# Teich in Terrasse integriert?!



## ohse (24. März 2012)

Hallo Forumgemeinde,

ich bin neu hier und hoffe, dass ich viele Tipps und Ratschläge von erfahrenen Teichbauern erhalten werde.

Ich plane z. Z.t die Gestaltung meiner Terrasse. Hierbei kam ich auf den Gedanken, am Rande dieser später mal gepflasterten Terrasse, ein symetrischen "Teich" zu haben. 

Dabei geht es mir nicht darum, dort Wasserpflanzen oder Tiere einzunisten (auch wenn ich das total schön finde), sondern ich möchte einfach nur etwas Wasser in einer schönen selbstgestalten Form in die Terrasse integrieren zu haben. Als Beispiel führe ich hier mal dieses Bild (bei google gefunden) http://www.aquaparadies-riesa.de/images/teich/sonnensegel/02g.jpg an. 

Jetzt also die Frage bezüglich der Arbeitsschritte. 

Ausgekoffert auf 40 cm ist die Terrasse bereits. Sie ist auch durch Betonrasenkanten in der "Terrassenform" bereits gesetzt. Soooooo, ich möchte nun dort in rechteckiger Form ein kleines Wasserbecker dort einsetzen. Was vorgefertigtes in den Maßen wie ich es mir wünsche bekomme ich wahrscheinlich nicht. Also müsste ich ja die Form des Becken selbst setzen?! Aber womit?!

Und wie würde es dann weitergehen....?! Müsste dort Technik (Pumpe etc) eingebaut werden? 
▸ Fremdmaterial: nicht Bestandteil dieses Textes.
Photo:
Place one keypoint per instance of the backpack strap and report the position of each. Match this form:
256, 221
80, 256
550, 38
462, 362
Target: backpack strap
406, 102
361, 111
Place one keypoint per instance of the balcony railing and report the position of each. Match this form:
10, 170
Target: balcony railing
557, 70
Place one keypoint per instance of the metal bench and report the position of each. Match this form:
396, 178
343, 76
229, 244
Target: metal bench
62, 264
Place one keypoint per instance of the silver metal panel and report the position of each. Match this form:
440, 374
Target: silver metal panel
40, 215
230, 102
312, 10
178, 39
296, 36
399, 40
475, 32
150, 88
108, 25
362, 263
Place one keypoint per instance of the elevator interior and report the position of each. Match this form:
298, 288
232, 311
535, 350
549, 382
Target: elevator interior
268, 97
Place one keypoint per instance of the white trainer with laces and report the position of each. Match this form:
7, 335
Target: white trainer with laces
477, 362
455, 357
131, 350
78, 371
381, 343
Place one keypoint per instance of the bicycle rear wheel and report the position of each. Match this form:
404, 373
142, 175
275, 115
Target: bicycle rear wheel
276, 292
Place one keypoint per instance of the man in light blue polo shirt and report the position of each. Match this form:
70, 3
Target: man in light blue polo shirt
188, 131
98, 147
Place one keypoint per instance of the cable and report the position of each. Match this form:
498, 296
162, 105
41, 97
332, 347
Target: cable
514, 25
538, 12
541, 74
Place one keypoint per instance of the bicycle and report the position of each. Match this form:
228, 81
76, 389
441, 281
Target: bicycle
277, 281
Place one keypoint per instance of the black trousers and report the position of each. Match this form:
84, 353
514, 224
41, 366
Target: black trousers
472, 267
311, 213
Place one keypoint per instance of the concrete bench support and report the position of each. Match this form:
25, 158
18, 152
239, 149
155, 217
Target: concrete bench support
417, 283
Als groben Anhalt. Das Becken sollte ca. 3 Meter lang 0,8 Meter breit und 0,6 Meter tief werden.

Ich danke schonmal im Voraus fürs Lesen und Antworten!

sonnige Grüße


----------



## Plastikfern (24. März 2012)

*AW: Teich in Terrasse integriert?!*

hi Ohse,

Lass dir einen Becken auf Mass in HDPE anfertigen, so bekommst du wie du es auch willst

fernand


----------



## katja (24. März 2012)

*AW: Teich in Terrasse integriert?!*

:willkommen hier im forum ohse

also ohne pflanzen etc. müsstest du meiner meinung nach das wasser chloren, damit es dir nicht in kürzester zeit total veralgt..... :?


----------



## Kolja (24. März 2012)

*AW: Teich in Terrasse integriert?!*

Hallo Ohse,


herzlich Willkommen.

Ohne Pflanzen wirst du kein klares Wasser erhalten. Auch auf dem Foto sind Pflanzen zu sehen.
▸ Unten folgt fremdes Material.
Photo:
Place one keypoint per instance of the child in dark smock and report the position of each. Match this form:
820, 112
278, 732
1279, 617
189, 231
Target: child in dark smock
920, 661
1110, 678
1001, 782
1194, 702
Hier  und hier waren schon mal Anfragen über formale Becken ohne Pflanzen.

Mit Pflanzen kann ich mir das ganze sehr schön vorstellen.


----------



## Joerg (24. März 2012)

*AW: Teich in Terrasse integriert?!*

Hallo Ohse,
herzlich Willkommen.

Auch ein formales Wasser hat seinen Reiz.
Damit es sauber bleibt, musst du es wie einen Pool behandeln. Also Filter und Chemie.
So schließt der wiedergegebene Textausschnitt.